DoD IG Critical of DCMA Proposal Audits

DoD IG Critical of DCMA Proposal Audits by Darrell Oyer, Darrell J. Oyer & Co.:

In 2010 DOD issued guidance to contracting officers raising the contract value for requesting a proposal audit from $650,000 to $10 million for fixed-price contracts and from $10 million to $100 million for cost-type proposals.

DOD transferred low-dollar proposal audits from the Defense Contract Audit Agency (DCAA) to the Defense Contract Management Agency (DCMA).

The change came in the wake of congressional criticism over the quality of DCAA’s audits. DCAA said this decision would allow it to redirect 132,133 audit hours to higher-dollar proposals [Editorial Note:  Sure]. A DOD Inspector General (IG) report has now concluded that this action could cost taxpayers as much as $249.1 million per year.

According to the IG, DCMA’s Pricing and Negotiation eTool information system is unreliable for cost analysis performance.  The IG recommended returning the authority for low-dollar audits to DCAA. However, the Office of Defense Procurement and Acquisition Policy (DPAP) said that the IG’s analysis was flawed and that it will monitor future audits to see if a change is warranted.

According to the IG report, DOD did not perform a business case analysis to support the decision.  DCAA could have audited as much as $1,885 per audit hour in questioned costs from the lower-dollar audits and the total loss to taxpayers was as much as $249.1 million annually.  A business case study would have found that DCMA (1) was not prepared to conduct low-dollar cost analysis (2) could not report performance statistics related to their cost-analysis and (3) could not replace the potential return on investment identified by DCAA before the guidance was issued.
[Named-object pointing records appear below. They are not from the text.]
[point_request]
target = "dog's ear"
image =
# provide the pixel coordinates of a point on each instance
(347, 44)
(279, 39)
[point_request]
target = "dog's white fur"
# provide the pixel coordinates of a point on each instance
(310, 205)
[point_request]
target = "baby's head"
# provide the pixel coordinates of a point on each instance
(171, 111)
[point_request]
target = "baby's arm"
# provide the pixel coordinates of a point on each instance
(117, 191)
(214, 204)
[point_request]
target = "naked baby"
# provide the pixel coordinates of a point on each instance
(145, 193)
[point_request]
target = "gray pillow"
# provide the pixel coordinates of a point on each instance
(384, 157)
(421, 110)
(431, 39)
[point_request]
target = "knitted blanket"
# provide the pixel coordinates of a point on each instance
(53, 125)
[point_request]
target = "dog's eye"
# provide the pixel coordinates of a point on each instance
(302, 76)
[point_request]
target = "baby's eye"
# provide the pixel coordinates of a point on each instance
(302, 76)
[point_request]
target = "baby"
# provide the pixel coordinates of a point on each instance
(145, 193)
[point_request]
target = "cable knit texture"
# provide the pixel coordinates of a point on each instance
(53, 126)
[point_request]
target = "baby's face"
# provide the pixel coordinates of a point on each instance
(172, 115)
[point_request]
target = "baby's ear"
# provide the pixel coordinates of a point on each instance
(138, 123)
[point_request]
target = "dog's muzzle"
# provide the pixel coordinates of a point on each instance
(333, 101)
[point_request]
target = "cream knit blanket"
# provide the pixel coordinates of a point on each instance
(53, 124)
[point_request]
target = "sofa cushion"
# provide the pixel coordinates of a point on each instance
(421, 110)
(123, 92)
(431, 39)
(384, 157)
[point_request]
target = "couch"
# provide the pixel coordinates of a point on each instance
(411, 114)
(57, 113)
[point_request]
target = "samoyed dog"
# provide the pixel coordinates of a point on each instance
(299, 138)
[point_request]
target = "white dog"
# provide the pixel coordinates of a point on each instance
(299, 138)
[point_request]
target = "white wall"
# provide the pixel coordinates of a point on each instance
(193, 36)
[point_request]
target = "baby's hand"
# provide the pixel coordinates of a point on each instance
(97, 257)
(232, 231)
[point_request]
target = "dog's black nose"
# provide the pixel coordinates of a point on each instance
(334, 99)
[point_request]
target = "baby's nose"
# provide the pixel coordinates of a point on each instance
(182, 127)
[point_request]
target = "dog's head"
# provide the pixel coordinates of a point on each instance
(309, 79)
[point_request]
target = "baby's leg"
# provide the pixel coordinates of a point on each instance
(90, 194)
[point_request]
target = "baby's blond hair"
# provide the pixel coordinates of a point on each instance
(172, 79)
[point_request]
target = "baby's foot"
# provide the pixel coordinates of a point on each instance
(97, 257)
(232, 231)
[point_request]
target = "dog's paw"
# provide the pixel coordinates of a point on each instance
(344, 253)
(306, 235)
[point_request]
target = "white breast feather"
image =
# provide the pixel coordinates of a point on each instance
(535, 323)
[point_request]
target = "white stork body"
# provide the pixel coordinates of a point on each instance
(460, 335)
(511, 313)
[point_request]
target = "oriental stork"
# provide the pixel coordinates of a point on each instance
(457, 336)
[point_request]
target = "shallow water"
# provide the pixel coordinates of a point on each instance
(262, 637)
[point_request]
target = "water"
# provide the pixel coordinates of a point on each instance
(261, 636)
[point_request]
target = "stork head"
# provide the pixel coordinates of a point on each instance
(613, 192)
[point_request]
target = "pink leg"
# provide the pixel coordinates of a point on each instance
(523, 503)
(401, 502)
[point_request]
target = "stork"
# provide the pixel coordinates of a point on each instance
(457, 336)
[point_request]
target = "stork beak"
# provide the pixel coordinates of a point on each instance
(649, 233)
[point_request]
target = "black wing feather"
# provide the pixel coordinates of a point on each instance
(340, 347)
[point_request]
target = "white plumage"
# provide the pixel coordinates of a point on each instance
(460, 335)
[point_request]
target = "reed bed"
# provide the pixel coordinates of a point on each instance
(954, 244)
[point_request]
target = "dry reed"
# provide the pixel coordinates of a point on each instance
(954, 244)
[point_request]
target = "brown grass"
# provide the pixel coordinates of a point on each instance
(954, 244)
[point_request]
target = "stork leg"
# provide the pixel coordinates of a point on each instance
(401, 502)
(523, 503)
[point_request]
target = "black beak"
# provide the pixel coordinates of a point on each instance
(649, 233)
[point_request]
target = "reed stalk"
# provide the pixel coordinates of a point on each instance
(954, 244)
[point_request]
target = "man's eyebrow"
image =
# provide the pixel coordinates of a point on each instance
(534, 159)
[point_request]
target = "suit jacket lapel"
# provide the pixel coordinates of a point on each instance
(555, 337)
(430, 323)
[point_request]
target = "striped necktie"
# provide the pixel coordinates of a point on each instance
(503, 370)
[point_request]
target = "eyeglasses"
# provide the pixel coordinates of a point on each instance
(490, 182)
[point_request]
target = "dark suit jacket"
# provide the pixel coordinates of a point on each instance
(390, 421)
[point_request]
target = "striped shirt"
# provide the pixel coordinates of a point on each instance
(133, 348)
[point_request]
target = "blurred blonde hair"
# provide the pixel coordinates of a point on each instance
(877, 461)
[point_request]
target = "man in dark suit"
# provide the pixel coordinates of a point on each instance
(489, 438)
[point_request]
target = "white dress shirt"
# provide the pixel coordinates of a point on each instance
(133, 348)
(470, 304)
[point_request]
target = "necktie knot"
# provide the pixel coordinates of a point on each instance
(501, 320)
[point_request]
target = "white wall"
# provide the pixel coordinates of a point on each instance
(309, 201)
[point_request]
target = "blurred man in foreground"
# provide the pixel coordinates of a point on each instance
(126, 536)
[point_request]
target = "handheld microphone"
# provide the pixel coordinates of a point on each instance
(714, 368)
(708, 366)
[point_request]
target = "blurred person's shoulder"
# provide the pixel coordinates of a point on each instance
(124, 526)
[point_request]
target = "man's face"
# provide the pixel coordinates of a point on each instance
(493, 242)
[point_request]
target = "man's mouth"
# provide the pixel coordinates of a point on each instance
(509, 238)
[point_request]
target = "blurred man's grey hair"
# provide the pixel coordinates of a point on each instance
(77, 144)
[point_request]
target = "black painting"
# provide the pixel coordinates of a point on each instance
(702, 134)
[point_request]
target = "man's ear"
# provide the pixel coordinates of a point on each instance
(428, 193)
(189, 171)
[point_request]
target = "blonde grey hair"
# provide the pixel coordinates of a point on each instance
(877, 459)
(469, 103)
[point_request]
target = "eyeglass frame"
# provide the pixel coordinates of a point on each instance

DOD and DCAA disagreed, responding that the IG report does not account for the savings from redirecting audit hours to higher-dollar contracts. They added that allocating just 10 percent of the redirected hours to the questioned costs of higher-dollar proposals could save $663.8 million per year.  The report also does not count the results of the DCMA audits.

The IG agreed that auditing higher-dollar contracts would generate more savings.

But the report said DCAA did not make the best choice by limiting low-dollar contract audit hours. It also could have redirected work from other audit areas that generate less per hour in savings than low-dollar contracts, including doing less special audits, defective pricing reviews, cost accounting standards audits and incurred costs. [Editorial Note:  Just what is needed; less currency on incurred cost audits!!]

DCAA further objected to the IG’s use of questioned costs to measure savings to the taxpayer. The average net savings for audits of fixed-price contracts for fiscal years 2009 to 2011 is about 42 cents per dollar of questioned costs, DCAA said, reducing the savings from $249.1 million to $122.4 million. [Editorial Note:  This is the cost questioned sustained data that DCAA has been reluctant to reveal.]